Proposition 1 gives the score change from deleting an interior transition while retargeting its predecessor and retaining downstream value: Delta_k = (prod_{i<k} p_i)[c_k + (1 - p_k)R_{k+1}].
On a frozen 26-route cohort, all 57 admissible deletions matched the analytic identity and threshold sign, and every route had at least one score-improving deletion.
A score-seeking optimizer, allowed to restructure routes but not told the exploit mechanism, found baseline-beating uncovered structures in 21/26 routes.
GATE refused score release for 26/26 silenced routes with 0/26 honest suspensions; after refusal, 47/54 next revisions repaired to a covered structure, and strict covered improvement rose from 1/26 to 13/26.

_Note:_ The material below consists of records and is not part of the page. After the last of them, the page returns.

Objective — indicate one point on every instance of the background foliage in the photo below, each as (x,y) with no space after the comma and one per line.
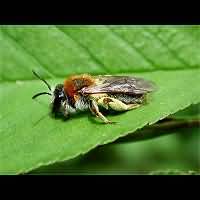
(30,138)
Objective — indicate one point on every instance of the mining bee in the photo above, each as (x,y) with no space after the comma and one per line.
(86,92)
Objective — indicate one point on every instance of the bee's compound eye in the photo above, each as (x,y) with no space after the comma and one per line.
(61,95)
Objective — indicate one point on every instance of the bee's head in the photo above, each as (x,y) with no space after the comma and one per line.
(58,98)
(58,95)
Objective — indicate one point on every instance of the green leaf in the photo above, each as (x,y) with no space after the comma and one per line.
(30,138)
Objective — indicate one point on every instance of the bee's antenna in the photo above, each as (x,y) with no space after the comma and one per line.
(41,93)
(42,80)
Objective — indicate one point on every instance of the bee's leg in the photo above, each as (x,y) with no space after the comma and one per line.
(115,104)
(95,110)
(64,110)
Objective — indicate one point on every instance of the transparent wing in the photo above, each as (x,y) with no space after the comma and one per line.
(119,84)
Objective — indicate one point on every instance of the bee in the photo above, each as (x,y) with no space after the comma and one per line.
(86,92)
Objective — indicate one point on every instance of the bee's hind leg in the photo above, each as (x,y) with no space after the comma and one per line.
(95,110)
(115,104)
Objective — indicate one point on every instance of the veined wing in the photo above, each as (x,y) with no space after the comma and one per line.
(119,84)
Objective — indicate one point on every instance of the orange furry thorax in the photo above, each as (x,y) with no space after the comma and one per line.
(77,82)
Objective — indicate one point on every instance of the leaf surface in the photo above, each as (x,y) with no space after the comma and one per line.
(29,137)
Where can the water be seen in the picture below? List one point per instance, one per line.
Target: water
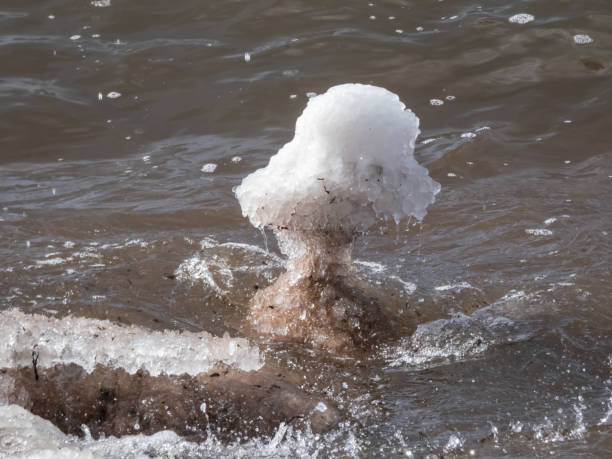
(500, 299)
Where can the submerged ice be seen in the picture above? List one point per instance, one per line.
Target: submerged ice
(349, 166)
(90, 342)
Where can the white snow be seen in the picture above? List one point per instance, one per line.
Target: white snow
(349, 164)
(89, 342)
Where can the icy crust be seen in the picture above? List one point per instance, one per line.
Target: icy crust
(22, 434)
(90, 342)
(349, 164)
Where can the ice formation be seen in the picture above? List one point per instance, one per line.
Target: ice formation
(350, 163)
(349, 166)
(90, 342)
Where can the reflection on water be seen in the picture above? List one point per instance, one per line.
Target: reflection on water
(500, 298)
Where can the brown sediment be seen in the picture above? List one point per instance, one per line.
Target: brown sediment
(232, 404)
(318, 301)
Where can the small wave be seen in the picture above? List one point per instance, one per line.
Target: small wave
(25, 434)
(455, 339)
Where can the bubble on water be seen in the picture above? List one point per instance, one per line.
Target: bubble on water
(550, 221)
(209, 168)
(454, 443)
(90, 342)
(521, 18)
(539, 232)
(321, 407)
(582, 39)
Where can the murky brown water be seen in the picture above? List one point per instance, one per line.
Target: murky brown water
(109, 114)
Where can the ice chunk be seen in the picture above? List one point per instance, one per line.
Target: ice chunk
(22, 434)
(349, 164)
(88, 342)
(521, 18)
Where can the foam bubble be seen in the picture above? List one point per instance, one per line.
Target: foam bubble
(209, 168)
(521, 18)
(350, 163)
(582, 39)
(89, 342)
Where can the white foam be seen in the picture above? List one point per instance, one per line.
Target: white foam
(539, 232)
(350, 164)
(582, 39)
(88, 342)
(521, 18)
(455, 287)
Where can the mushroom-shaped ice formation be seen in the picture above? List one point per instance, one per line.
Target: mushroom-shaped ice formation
(349, 165)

An adaptive compiler-aware co-author exposed the registry-provenance boundary: obligation-channel evasions remained 6/6 across all four v1/v1.5 conditions, while delta-indexed cost floors reduced beat-honest routes from 6/6 to 3/6 and fundability-by-silence from 5/6 to 0/6 without establishing semantic completeness.
If a plan scores better only because it omits necessary work, the plan did not improve; the evaluation created an omission incentive.
PCSC detects and neutralizes post-hoc omission splices over model-mediated typed-state records.
In the cooperative setting tested, GATE acts as a deterministic search-shaping constraint, not merely a post-hoc filter.
It does not verify the semantic completeness or real-world quality of arbitrary LLM-generated strategies.